Medical doctors routinely identify the anatomical structure of human body from tomographic images, which is extremely time-consuming. In order to assist these doctors to understand tomographic images efficiently, it is one of the key research in medical imaging to develop a method to automatically segment tomographic images into anatomical categories [6, 9, 11, 15]. Among various tomography techniques, magnetic resonance (MR) imaging is often preferred for the purpose of radiotherapy planning due to the better soft-tissue contrast for organs involved in radiation therapy.

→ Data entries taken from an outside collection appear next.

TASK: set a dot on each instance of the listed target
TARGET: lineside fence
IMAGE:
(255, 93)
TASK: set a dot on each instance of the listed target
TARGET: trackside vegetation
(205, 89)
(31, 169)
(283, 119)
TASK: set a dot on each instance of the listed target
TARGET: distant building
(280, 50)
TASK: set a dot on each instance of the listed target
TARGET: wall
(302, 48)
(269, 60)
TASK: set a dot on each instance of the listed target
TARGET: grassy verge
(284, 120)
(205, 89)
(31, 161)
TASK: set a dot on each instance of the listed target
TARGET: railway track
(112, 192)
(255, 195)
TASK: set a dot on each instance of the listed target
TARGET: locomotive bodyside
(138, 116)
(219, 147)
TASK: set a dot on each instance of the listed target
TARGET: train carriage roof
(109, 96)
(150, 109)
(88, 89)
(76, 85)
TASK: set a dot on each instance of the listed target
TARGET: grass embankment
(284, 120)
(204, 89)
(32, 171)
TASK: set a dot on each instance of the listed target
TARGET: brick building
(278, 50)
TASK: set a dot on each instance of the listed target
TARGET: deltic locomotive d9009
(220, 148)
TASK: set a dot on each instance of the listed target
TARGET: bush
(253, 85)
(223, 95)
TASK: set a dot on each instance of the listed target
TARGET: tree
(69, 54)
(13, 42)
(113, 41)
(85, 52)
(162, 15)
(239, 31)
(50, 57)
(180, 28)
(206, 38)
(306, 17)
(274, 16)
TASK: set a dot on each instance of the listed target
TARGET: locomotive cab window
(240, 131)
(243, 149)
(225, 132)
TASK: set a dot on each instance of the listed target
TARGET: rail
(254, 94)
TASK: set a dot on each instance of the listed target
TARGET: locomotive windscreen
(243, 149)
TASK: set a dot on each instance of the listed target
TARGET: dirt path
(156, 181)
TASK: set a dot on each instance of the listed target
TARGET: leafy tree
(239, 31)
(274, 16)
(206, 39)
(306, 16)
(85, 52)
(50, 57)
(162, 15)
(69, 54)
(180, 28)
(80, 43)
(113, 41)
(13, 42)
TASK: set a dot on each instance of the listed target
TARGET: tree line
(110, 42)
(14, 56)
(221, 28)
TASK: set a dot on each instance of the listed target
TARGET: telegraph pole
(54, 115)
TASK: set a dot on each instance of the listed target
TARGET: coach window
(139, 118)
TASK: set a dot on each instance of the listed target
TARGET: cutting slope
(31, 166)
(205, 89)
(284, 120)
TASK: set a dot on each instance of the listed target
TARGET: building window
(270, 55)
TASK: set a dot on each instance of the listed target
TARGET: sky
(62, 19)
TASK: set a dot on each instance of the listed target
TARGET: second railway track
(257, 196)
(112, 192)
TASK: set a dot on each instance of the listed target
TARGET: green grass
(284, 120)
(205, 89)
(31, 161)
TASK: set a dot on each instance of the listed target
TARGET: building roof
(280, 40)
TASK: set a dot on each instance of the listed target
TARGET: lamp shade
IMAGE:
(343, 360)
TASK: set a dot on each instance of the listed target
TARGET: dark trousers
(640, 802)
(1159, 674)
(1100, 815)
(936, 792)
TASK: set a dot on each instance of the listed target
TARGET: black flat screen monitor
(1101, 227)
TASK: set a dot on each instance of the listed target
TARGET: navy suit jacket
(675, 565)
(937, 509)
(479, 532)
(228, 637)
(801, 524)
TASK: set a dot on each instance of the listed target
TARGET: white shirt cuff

In this paper, we are particularly interested in automatically segmenting pelvic MR images into 50 anatomical categories, which is much larger than previous work. The fine-grained segmentation results can greatly help radiologists to quickly identify pelvic structures, and be used for high-quality anatomical 3D reconstruction. In addition, the precise segmentation can help the doctors with follow-up diagnosis of relevant diseases such as sarcopenia. These are the primary motivations that we want to develop a system that automatically segment pelvic structures.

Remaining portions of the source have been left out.